Вероятно, так рекомендовал Соколовский угрюмую статую, объясняя угрюмость ее как черезвычайную свирепость. А Волгин был угрюм потому, что им овладела грусть.

Он не был мастер наблюдать и был близорук. Но разве слепой не видел бы, что такое на душе у этих людей: не за два десятка шагов, за полверсты можно было бы разгадать это, хоть бы и не разбирая их лиц, по самым фигурам их.

Бессмыслие, бессилие, беспомощность.

Так должны глядеть, стоять, двигаться приговоренные к смерти.

Некоторые старались показывать, что они бодры, в хорошем настроении. Говорили, шутили, были очень развязны. Волгин знал эту развязность: она овладевала им самим, когда он, попирая все препятствия, блистал своими светскими талантами, желая себе провалиться сквозь землю.

Но огромное большинство было не в силах и заботиться скрывать свое уныние: — «Мы агнцы, обреченные на заклание. — Что мы можем сделать против такого жестокосердного решения? — Только идти на заклание смирно, чтобы хоть не колотили нас прежде, нежели возложат нас на алтарь отечества, — и не упираться, когда станут возлагать, чтобы хоть возложили без лишних пинков».

Волгин никогда не имел сношений с этими людьми. Он никогда не принадлежал и к мелкому светскому обществу, не только к их, высокому, важному. Но какой же город или городишко не гремел славою их подвигов? Волгин с детства знал, что эти люди буйные, наглые.

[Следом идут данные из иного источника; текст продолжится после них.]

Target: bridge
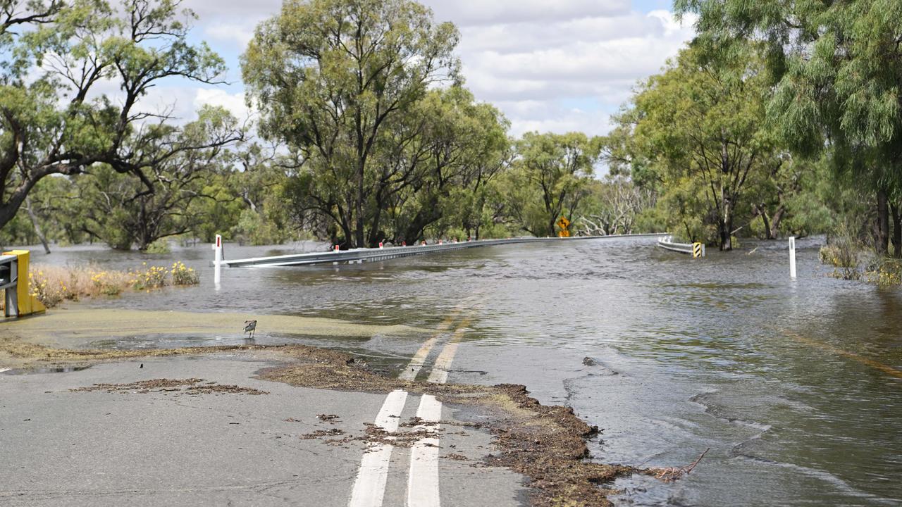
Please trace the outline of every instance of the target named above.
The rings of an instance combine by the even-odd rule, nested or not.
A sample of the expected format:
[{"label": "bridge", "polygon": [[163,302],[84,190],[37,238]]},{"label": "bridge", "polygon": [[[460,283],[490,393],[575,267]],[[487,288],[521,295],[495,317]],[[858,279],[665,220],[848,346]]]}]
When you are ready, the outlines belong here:
[{"label": "bridge", "polygon": [[[231,268],[244,268],[253,266],[303,266],[310,264],[355,263],[373,261],[387,261],[411,255],[422,255],[437,252],[448,252],[464,248],[479,246],[494,246],[498,244],[515,244],[522,243],[561,243],[581,240],[605,240],[630,237],[661,237],[667,234],[641,235],[612,235],[574,237],[514,237],[509,239],[483,239],[460,243],[446,243],[437,244],[419,244],[411,246],[390,246],[386,248],[353,248],[335,252],[315,252],[309,254],[290,254],[288,255],[274,255],[272,257],[252,257],[248,259],[222,260],[220,265]],[[214,245],[216,248],[216,245]],[[215,263],[214,263],[215,265]]]}]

Волгин не интересовался толками о крестьянском деле. Но если б он жил и не в Петербурге среди ярых эманципаторов, кипевших негодованием на упрямство помещиков, — если б он провел эти последние полтора, два года на самом далеком от помещичьей России, на самом пустом из Алеутских островов, — и туда, вероятно, доносились бы до его ушей храбрые крики: «Нами держится все! — Не позволим, не допустим! — Не хотим, и не посмеют! — Пусть посмеют, и увидят, что такое значит прогневать русское дворянство!»